Wise, a stunt driver, was burned to death in a car accident at Myrtle Beach Speedway in South Carolina in 1999. He would have been 34 at the time of Chahorski's murder, according to a press release from the GBI.
"This case is key because it's the first time that we know of that investigative genealogy was used to identify both the victim and the killer in the same case," FBI Special Agent in Charge of the Atlanta Field Office Keri Farley said at a press conference.
On Dec. 16, 1988, Chahorski's body -- unidentified at that time -- was discovered on I-59 in Dade County, Georgia, about 5 miles from the Alabama state line.
"Investigators found what was believed to be the killer’s DNA at the scene," Farley said, "but for years it could not be linked to the person."
After Chahorski was identified in March of this year, GBI agents assigned to the case sought the FBI's assistance to identify her killer. The DNA evidence from the crime scene was sent to Othram, a Texas-based laboratory that helped identify Chahorski's remains. Othram scientists conducted a genealogy DNA analysis and successfully produced a DNA profile for the unknown male suspect, while FBI genealogists developed investigative leads in June. GBI agents then began interviewing potential relatives and collected DNA swabs for comparison to the profile, ultimately identifying Wise.

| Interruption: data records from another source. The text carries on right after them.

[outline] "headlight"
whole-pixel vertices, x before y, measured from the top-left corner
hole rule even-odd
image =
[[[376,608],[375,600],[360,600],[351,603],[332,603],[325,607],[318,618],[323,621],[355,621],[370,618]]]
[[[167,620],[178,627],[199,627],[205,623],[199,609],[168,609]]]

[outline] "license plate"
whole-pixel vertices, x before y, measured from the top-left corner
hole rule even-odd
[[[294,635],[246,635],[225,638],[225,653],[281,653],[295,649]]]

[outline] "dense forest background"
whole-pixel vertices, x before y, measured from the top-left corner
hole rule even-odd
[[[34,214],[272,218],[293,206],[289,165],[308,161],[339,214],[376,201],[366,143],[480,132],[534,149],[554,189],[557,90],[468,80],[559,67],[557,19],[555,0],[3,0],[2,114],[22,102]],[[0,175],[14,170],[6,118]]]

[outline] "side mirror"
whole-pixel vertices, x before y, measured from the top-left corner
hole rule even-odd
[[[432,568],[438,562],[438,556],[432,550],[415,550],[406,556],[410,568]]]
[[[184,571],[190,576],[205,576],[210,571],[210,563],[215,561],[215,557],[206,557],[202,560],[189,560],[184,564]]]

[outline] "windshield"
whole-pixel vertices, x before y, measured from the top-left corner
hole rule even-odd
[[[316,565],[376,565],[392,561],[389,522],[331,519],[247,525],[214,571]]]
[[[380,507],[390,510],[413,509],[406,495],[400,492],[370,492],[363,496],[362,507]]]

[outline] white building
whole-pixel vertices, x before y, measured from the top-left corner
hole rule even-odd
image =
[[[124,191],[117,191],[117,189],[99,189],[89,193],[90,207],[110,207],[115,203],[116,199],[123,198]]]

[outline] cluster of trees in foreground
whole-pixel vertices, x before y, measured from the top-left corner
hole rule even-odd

Wise also worked as a truck driver for Western Carolina Trucking, traveling through Dade County on his regular route. He had a criminal history in Florida, Georgia and North Carolina that included theft, assault and obstruction of a police officer, but all of which predated mandatory DNA testing for felony arrests.
"Technology alone did not solve this case," Farley said. "The determination of agents in both the FBI and GBI, along with every officer who worked this case for 33 plus years, helped bring this case to its conclusion."
Chahorski's remains were initially buried in an unmarked grave in Dade County but were returned to her family in Norton Shores this year after she was identified. She would be 52 years old today.